In recent years, the Surface Enhanced Raman Spectroscopy (SERS) technology has been developed rapidly, and mainly has the following characteristics: 1) SERS can provide molecular level fingerprinting; 2) SERS can greatly enhance Raman signals and can realize trace or even single molecule detection. These advantages make the SERS technology have great potential for application in the field of drug detection.
Although the SERS technology has a good application prospect in drug detection, due to the limitation of a substrate, the current SERS technology generally prepares a SERS substrate in the drug detection field for detection of a sample, and high-throughput detection of a large number of samples is difficult to realize.
Disclosure of Invention
In order to solve the technical problems in the background art, the invention provides a convex high-flux high-repeatability substrate structure.
The invention provides a convex high-flux high-repeatability substrate structure, which comprises: a substrate;
the substrate top is equipped with a plurality of detection recesses, and every detection recess bottom is equipped with the boss, the boss outer wall with detect the interval setting between the recess inner wall, the boss top is equipped with and cuts off the structure, cuts off the structure and forms a plurality of basement that keep apart each other and arrange at the boss top and hold the position, and every basement holds and is equipped with the detection basement on the position.
Preferably, the partition structure comprises at least one vertically arranged partition.
Preferably, the baffles on the plurality of bosses are arranged in parallel.
Preferably, the partition structure includes a plurality of partition plates arranged in parallel, and the plurality of partition plates form a plurality of substrate receiving locations arranged in sequence in a direction perpendicular to the partition plates at the tops of the bosses.

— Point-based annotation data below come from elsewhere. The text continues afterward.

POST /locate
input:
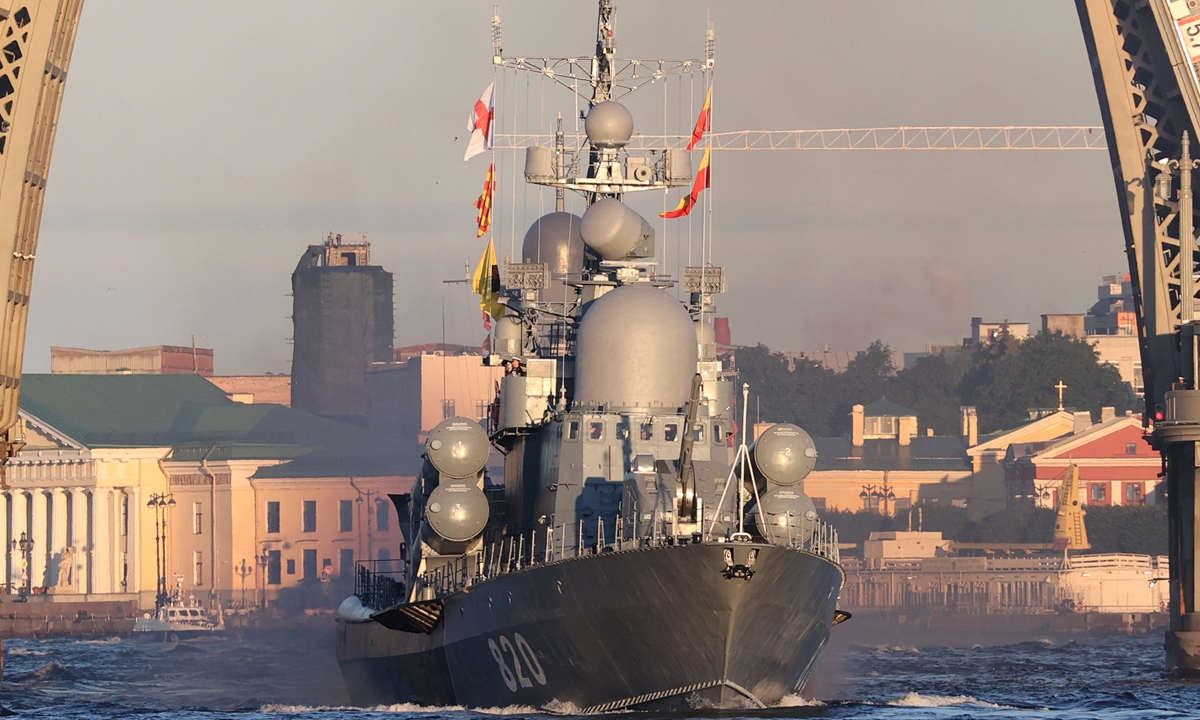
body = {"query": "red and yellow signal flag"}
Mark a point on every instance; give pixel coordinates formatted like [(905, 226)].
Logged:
[(484, 219), (487, 286), (705, 123), (700, 184)]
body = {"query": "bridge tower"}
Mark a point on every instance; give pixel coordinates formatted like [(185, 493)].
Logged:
[(1150, 100), (36, 37)]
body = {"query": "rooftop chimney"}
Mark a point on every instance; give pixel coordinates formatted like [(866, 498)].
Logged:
[(856, 426)]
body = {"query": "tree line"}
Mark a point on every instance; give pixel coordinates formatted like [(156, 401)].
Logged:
[(1003, 378)]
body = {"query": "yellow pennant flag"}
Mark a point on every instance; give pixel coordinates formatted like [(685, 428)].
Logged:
[(487, 286), (484, 220)]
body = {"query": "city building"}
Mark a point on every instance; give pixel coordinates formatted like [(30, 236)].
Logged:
[(982, 331), (342, 319), (151, 360), (1115, 463), (886, 466), (121, 473), (256, 389), (409, 399), (1114, 310)]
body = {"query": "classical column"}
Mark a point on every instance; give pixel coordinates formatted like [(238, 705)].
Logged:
[(40, 535), (5, 540), (79, 521), (133, 540), (58, 533), (101, 541), (19, 525)]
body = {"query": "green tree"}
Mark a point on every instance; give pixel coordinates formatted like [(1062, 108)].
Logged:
[(930, 387), (1006, 384), (1127, 528)]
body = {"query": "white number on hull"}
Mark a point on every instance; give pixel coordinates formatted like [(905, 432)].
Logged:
[(520, 652)]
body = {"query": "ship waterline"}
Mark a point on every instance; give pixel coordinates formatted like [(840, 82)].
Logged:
[(660, 628)]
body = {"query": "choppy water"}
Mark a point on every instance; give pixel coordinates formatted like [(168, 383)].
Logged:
[(293, 675)]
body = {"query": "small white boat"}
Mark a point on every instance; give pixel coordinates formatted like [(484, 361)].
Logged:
[(177, 621)]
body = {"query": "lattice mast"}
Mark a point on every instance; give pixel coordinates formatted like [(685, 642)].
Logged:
[(36, 39)]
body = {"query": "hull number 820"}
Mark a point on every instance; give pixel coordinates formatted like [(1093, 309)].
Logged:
[(515, 659)]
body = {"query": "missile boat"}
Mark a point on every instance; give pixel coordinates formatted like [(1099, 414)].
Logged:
[(640, 553)]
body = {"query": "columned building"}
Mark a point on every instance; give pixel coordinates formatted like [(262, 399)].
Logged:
[(124, 479)]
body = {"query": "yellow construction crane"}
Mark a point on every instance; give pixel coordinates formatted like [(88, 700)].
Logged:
[(36, 39), (1069, 529)]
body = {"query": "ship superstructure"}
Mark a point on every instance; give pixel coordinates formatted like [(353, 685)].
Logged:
[(636, 556)]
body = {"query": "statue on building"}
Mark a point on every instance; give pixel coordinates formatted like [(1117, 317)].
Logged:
[(66, 569)]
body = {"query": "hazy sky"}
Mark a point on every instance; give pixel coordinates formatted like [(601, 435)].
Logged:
[(202, 147)]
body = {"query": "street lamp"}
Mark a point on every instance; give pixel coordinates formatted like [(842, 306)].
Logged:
[(161, 503), (25, 546), (243, 571), (264, 562)]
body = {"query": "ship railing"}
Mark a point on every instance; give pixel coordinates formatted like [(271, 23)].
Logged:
[(378, 583), (450, 577), (613, 534)]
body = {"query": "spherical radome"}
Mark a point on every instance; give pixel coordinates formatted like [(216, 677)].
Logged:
[(612, 229), (457, 448), (785, 454), (555, 239), (609, 125), (635, 348)]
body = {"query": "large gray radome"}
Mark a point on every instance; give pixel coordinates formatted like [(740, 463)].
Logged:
[(612, 229), (555, 239), (636, 348), (609, 125), (785, 454), (457, 448)]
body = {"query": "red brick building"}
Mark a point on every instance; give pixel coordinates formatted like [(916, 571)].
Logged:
[(1116, 466)]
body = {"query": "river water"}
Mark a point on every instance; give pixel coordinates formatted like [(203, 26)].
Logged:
[(293, 675)]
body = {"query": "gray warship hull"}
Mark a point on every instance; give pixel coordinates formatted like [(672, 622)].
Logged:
[(658, 628)]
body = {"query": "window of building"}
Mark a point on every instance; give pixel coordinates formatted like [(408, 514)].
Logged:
[(383, 517), (1133, 493), (274, 567), (273, 516)]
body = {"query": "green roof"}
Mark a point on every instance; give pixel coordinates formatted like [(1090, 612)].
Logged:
[(886, 408), (196, 419)]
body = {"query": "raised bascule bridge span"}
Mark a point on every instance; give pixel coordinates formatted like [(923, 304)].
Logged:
[(1144, 57)]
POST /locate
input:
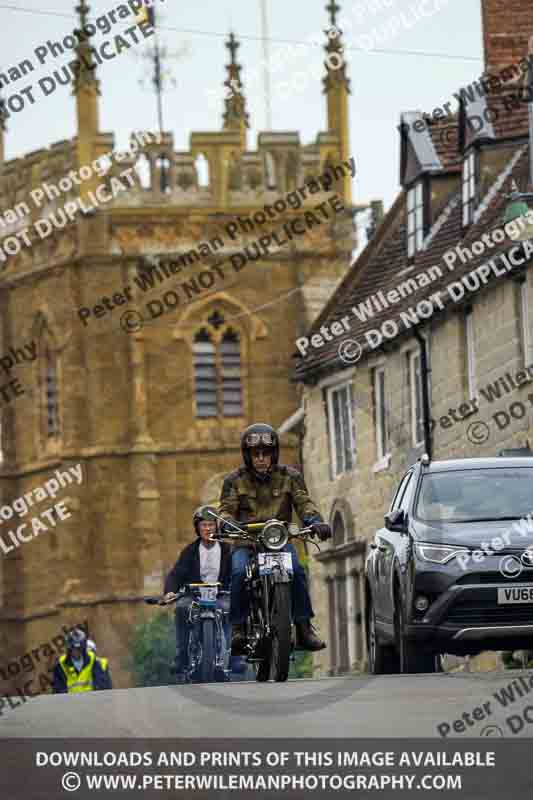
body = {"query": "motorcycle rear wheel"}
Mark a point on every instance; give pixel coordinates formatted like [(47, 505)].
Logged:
[(281, 632), (207, 666)]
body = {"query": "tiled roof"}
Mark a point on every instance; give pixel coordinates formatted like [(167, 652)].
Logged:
[(383, 264)]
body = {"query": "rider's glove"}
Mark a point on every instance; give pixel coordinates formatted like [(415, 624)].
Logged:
[(228, 526), (322, 530)]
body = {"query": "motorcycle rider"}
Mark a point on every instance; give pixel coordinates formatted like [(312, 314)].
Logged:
[(261, 490), (79, 670), (202, 561)]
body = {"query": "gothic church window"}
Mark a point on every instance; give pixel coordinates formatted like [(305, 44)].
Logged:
[(202, 170), (51, 394), (217, 370)]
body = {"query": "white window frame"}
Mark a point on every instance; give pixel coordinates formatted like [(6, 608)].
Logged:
[(383, 453), (415, 219), (413, 355), (524, 321), (468, 187), (331, 424), (471, 355)]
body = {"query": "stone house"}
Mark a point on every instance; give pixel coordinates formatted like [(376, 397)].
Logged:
[(152, 413), (429, 286)]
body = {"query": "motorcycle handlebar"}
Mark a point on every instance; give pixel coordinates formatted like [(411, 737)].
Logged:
[(255, 525)]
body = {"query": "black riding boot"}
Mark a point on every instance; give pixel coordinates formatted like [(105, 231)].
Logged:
[(306, 638)]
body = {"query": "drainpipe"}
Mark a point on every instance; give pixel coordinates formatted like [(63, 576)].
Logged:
[(428, 444)]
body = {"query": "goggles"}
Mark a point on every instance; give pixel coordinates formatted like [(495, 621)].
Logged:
[(256, 439)]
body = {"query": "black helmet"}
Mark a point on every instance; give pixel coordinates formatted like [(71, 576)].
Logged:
[(259, 435), (77, 638), (202, 515)]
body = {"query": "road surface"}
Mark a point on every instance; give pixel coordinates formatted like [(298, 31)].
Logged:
[(396, 705)]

Preferably, the partition structure comprises a plurality of partitions arranged radially along the circumference, and the plurality of partitions form a plurality of substrate receiving positions distributed along the circumference on the tops of the bosses.
Preferably, the detection substrate comprises a substrate carrier and detection nanostructure elements disposed on the substrate carrier.

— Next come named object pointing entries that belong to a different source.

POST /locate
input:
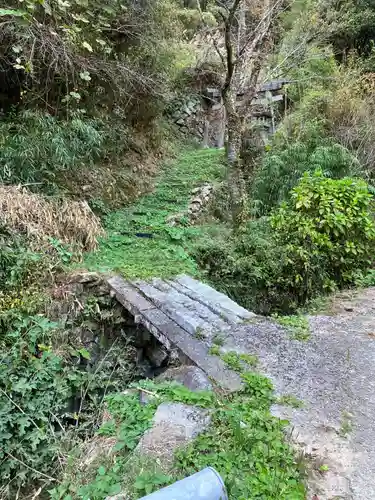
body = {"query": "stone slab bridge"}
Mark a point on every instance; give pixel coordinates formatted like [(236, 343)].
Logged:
[(185, 315)]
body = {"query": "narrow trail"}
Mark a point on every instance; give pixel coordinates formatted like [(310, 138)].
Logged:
[(140, 242), (333, 374)]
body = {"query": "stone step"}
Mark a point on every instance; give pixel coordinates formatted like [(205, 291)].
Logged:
[(171, 335), (219, 303), (191, 315)]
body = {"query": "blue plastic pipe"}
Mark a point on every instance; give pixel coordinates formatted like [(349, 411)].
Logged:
[(203, 485)]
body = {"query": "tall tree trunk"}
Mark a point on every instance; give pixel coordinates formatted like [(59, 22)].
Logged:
[(236, 185)]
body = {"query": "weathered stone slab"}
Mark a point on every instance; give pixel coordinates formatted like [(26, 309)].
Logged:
[(174, 425), (191, 315), (171, 334), (216, 301), (128, 296)]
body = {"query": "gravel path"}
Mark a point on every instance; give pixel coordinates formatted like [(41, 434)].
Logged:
[(333, 374)]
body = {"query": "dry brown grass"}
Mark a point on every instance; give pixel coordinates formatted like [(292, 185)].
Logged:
[(71, 222)]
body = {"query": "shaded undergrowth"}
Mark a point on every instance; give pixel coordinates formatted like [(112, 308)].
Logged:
[(244, 442)]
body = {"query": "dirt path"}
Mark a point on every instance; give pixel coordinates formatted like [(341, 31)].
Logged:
[(333, 374)]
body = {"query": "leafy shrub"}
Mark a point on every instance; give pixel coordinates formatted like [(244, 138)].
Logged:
[(328, 231), (322, 238), (35, 386), (281, 168), (247, 268), (35, 147), (16, 260)]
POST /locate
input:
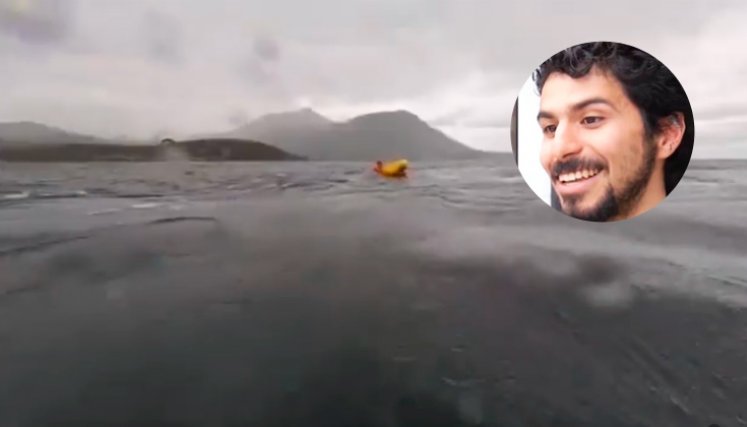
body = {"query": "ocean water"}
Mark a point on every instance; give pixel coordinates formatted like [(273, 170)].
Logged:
[(317, 294)]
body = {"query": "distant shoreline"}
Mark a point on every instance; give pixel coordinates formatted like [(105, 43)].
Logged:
[(193, 150)]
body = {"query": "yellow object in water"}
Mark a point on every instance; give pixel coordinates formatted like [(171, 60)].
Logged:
[(396, 168)]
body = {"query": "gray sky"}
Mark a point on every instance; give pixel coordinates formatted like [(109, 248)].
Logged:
[(147, 67)]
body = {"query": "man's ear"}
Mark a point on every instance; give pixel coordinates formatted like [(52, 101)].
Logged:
[(671, 130)]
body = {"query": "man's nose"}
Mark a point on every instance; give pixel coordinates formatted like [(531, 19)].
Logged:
[(566, 142)]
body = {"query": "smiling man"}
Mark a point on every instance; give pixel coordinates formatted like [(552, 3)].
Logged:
[(617, 130)]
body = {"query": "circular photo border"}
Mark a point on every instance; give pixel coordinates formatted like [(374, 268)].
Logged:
[(602, 131)]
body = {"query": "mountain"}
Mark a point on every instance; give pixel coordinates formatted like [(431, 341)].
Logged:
[(381, 135), (29, 133)]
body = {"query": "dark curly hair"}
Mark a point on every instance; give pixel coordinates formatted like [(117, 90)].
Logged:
[(648, 83)]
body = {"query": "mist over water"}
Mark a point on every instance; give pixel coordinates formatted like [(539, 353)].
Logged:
[(316, 294)]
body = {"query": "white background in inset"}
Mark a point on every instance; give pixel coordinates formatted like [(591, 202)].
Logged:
[(530, 142)]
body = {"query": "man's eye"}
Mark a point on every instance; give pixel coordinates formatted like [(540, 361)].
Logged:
[(591, 120)]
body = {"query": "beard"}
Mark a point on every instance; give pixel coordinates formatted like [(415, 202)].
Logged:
[(613, 204)]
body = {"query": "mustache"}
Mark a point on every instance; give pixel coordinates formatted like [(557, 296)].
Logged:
[(575, 164)]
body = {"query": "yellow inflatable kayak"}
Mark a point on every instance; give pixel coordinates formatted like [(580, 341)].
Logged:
[(396, 168)]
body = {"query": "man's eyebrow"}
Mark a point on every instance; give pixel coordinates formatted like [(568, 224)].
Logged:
[(578, 106)]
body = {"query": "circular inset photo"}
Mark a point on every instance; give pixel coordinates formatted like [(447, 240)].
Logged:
[(602, 131)]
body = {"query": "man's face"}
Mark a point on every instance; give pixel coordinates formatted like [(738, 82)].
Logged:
[(594, 147)]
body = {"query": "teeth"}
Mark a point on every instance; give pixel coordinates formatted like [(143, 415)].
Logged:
[(575, 176)]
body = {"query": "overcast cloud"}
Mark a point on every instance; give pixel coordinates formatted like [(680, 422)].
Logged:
[(145, 67)]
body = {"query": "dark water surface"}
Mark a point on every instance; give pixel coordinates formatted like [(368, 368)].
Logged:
[(315, 294)]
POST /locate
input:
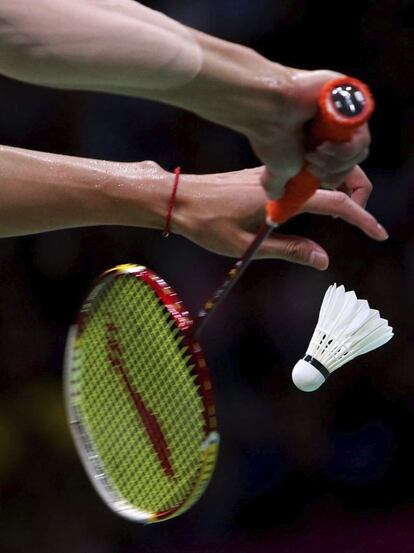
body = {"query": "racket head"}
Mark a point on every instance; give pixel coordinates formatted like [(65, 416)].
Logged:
[(139, 397)]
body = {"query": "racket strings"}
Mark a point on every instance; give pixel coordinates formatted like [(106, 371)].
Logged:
[(130, 458)]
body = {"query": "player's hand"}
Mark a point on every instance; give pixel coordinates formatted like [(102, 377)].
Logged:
[(223, 212), (281, 145)]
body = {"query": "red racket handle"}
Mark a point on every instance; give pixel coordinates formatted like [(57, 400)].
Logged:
[(344, 105)]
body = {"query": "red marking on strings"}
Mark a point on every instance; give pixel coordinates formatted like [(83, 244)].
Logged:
[(148, 418)]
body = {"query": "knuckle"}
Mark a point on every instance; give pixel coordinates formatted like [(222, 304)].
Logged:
[(340, 198), (296, 251)]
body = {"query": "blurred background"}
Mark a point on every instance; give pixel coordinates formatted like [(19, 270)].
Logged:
[(297, 472)]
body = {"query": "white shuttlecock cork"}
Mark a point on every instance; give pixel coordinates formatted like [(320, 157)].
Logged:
[(347, 327)]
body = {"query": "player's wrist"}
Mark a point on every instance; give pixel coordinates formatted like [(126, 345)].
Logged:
[(138, 194)]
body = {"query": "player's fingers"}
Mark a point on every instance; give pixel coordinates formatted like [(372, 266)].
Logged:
[(330, 164), (295, 249), (358, 186), (359, 142), (338, 204)]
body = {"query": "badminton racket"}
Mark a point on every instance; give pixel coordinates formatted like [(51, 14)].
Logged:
[(139, 396)]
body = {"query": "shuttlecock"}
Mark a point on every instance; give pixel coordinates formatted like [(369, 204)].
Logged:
[(346, 328)]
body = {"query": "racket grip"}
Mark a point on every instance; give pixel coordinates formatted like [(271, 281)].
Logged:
[(344, 105)]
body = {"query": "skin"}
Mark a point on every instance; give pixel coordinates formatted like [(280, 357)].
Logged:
[(74, 44), (220, 212)]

Preferably, the substrate carrier is a glass sheet, a silicon sheet, or a semiconductor sheet.
Preferably, the detection substrate is fixed to said substrate receiving site by chemical adhesion.
Preferably, the plurality of detection grooves are uniformly distributed on the substrate.
Preferably, the detection substrate is located below the plane of the opening of the detection recess.
According to the convex high-flux high-repeatability base structure, the top of a substrate is provided with a plurality of detection grooves, the bottom of each detection groove is provided with a boss, the outer wall of each boss and the inner wall of each detection groove are arranged at intervals, the top of each boss is provided with a partition structure, the partition structure forms a plurality of base containing positions which are arranged in an isolated mode on the top of each boss, and each base containing position is provided with a detection base. Through the high repeatability basement structure of convex style of calligraphy high flux of above-mentioned optimal design, design through a plurality of recesses, realize the high flux detection of detecting the sample in batches, and through the design of recess cooperation boss, the excessive liquid sample of the dropwise add on detecting the basement of being convenient for can flow in the clearance of boss periphery, accelerate liquid sample volatilizees, reduce drying time, furthermore, the boss top sets up the detection basement of a plurality of isolations, same sample detects on a plurality of bases when being convenient for detect, greatly reduced detection error, the reliability of testing result is improved.
Drawings
Fig. 1 is a schematic top view of a high-throughput and high-repeatability substrate structure in a raised shape according to the present invention.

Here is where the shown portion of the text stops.